ERCOT’s new June peak demand record? But It’s Only June 1!
ERCOT’s Twitter posting on June 1 sent an electric shiver through a sweltering Texas:
ERCOT set a new June peak demand record this afternoon, reaching 67,887 MW between 4 and 5 p.m.
Well, technically— demand was 67886.60 MW but you get the point. Texas electricity demand was getting to be in spitting distance of ERCOT’s anticipated peak load forecast of 72,756 MW and that made folks nervous and look fretfully at their air conditioners. And while ERCOT updated it’s available capacity to 78,184 MW on April 31, the amount hasn’t provided much comfort against high Texas energy prices this summer.
ERCOT’s generation shortfall stems partly from the retirement of about 4,500 MW in coal-fired generation and construction delays for roughly 2,100 MW in new resources. This leaves ERCOT’s available capacity with a slim reserve margin of 10.9%. While ERCOT has been making confident noises that it can squeeze through this summer’s tight supply margins using a variety of power management tools, the North American Electric Reliability Corporation (NERC), which oversees the entire continents’ bulk power grids, isn’t convinced ERCOT’s efforts will add up to success, especially in the face of above-average summer heat and a potentially above-average hurricane season.
ERCOT—What Could Possibly Go Wrong?
ERCOT predicts summer generator unit outages due to maintenance and other routine causes to add up to 6.1% or 4,770 MW. NERC cautions that in a worst case scenario, such outages could leave a reserve margin of just 4.8% or 3,753 MW. With only roughly half the reserve margin available, almost any instance of extreme weather and above average heat could knock out the remaining reserves and trigger an Energy Emergency Alert 1 condition.
The tight reserve margins have the potential to wreak havoc during periods of high demand on the wholesale markets where Texas electricity prices can surge to $9,000 per mWh. Not only can the high prices leave consumers with high bills, it can also shut down retailers. On June 1, the Dallas-based retail electric company, Breeze Energy, was shut down by Texas regulators after the company defaulted on its financial obligations. Its customers, mostly in Houston, were automatically switched to other providers’ variable rate plans. It seems likely that other Texas electric companies may face similar actions, especially those companies operating in northern states whose finances were on thin ice during this winter’s bomb cyclone.

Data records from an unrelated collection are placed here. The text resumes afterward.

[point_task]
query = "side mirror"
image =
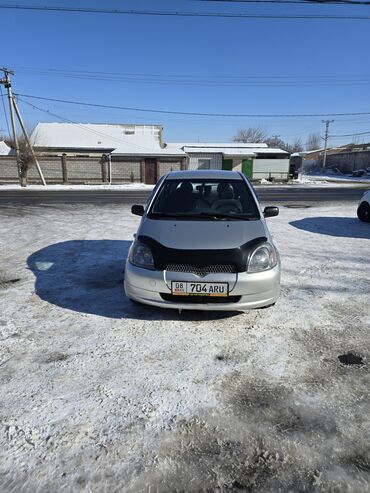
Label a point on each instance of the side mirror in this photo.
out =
(138, 210)
(271, 211)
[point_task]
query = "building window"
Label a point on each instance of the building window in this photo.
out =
(204, 163)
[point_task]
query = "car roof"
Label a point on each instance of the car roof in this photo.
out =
(208, 174)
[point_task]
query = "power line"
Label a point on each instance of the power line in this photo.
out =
(192, 113)
(168, 13)
(207, 81)
(312, 2)
(208, 76)
(5, 113)
(350, 135)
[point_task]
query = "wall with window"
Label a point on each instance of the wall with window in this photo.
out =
(270, 168)
(205, 161)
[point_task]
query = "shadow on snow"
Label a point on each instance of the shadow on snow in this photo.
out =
(345, 227)
(86, 276)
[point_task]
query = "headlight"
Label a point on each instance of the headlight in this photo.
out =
(263, 258)
(141, 256)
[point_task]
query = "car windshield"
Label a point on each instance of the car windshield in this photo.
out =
(216, 199)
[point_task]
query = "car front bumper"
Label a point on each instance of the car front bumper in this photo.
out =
(247, 291)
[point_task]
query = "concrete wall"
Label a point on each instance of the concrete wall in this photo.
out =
(85, 170)
(169, 164)
(216, 160)
(270, 168)
(347, 162)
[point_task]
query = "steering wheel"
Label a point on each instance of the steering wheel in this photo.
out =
(226, 208)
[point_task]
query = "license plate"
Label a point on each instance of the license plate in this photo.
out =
(200, 288)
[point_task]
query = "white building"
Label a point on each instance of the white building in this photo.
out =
(256, 161)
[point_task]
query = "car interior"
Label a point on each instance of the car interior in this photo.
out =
(190, 196)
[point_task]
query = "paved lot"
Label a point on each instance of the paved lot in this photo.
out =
(296, 193)
(100, 395)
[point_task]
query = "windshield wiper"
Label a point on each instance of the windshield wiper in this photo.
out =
(204, 215)
(220, 215)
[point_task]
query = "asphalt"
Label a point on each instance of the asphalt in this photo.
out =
(272, 194)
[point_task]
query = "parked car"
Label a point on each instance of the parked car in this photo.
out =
(363, 211)
(359, 172)
(203, 244)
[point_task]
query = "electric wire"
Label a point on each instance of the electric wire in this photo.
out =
(194, 113)
(5, 113)
(351, 135)
(297, 2)
(168, 13)
(87, 129)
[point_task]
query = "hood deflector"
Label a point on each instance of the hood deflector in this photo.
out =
(236, 256)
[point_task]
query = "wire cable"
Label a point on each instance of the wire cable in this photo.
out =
(194, 113)
(83, 127)
(5, 113)
(168, 13)
(350, 135)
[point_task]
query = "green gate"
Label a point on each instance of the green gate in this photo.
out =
(247, 168)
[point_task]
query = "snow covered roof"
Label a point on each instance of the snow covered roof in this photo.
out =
(128, 150)
(240, 145)
(228, 149)
(4, 148)
(136, 139)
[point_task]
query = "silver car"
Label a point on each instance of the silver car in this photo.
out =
(203, 244)
(363, 210)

How To Shield Yourself From Getting Burned By High Electric Rates
First, if you are in a month-to-month variable rate plan or are considering one or have a plan that is about to end: RUN, DO NOT WALK to https://www.texaselectricityratings.com/electricity-rates and choose a cheap electricity fixed-rate plan with a term that’s long enough to at least get you through summer. The reason is that high electricity demand through the country could help drive up natural gas prices. Because natural gas generates 62% of on-peak capacity in Texas, you’ll want to lock in a good rate now before generator “power-burn” demand begins to lift natural gas prices.
Then, pour yourself a tall, cool drink and bide your time until autumn…
The lure of rising natural gas prices is currently being augured by some analysts as the bait for natural gas producers to over-produce and eventually outpace demand. Some have even voiced concerns about whether there’s even enough storage capacity. If the predicted El Niño that emerges in late summer is a strong one, it would bring warmer temperatures to North America during the 2018-2019 winter. Such an event would likely result in excess natural gas supply and falling prices.
If you recall the El Niño winter of 2015/2016, residential electricity demand decreased by 6%, nationally. Depending how you use energy in winter, that becomes a very nice bit of savings.